- Born: 28 November 1928 Erlangen, Bavaria, Germany
- Died: 22 September 2004 (aged 75) Stuttgart, Baden-Württemberg, Germany
- Occupation: Classical tenor

= Georg Jelden =

Austrian classical tenor (1929–2022)

Georg Jelden (28 November 1928 – 22 September 2004) was a German classical tenor, later baritone, and an academic teacher of music. He recorded works by Johann Sebastian Bach with several conductors, especially cantatas with Fritz Werner.

== Life and career ==
Jelden was born in Erlangen on 28 November 1928. He was a member of the Thomanerchor in Leipzig.

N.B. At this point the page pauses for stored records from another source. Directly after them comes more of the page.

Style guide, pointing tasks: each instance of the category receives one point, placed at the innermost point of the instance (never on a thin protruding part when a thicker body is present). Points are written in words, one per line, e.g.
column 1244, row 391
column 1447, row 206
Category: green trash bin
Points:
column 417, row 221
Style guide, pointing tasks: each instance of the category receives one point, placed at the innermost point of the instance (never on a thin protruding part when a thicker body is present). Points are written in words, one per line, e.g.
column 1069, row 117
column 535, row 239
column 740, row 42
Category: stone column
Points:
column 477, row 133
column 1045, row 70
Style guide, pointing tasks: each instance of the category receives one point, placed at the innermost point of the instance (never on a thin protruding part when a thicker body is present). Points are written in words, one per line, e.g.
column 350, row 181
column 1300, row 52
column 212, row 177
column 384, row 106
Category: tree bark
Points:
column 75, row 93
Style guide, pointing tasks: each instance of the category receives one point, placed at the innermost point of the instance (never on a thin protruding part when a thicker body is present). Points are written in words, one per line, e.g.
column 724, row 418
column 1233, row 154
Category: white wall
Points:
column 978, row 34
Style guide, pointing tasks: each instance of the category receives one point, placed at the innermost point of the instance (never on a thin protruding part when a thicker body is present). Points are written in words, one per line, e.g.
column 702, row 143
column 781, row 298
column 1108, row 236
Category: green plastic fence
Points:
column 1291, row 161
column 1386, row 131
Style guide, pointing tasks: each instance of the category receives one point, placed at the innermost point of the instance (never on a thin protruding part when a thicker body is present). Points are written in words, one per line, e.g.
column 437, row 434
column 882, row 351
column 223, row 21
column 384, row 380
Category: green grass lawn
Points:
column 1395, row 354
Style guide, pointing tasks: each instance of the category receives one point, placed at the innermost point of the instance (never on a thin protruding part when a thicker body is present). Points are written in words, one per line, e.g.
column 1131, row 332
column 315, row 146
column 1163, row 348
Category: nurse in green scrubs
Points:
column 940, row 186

Jelden studied voice with Emge in Karlsruhe. He was a member of the Staatsoper Stuttgart but soon focused on concert singing. Jelden became known as a singer of works by Johann Sebastian Bach, performed in Germany and on international tours in Europe and North America. He was the tenor soloist in Mozart's Requiem at the 1963 Salzburg Festival. His voice later changed to baritone.

Jelden began teaching at the Musikhochschule Frankfurt, and then taught at the Musikhochschule Stuttgart from 1964. Among his students was Michael Volle. Jelden was for several years the vocal coach of the Windsbacher Knabenchor.

Jelden died in Stuttgart on 22 September 2004, at the age of 75.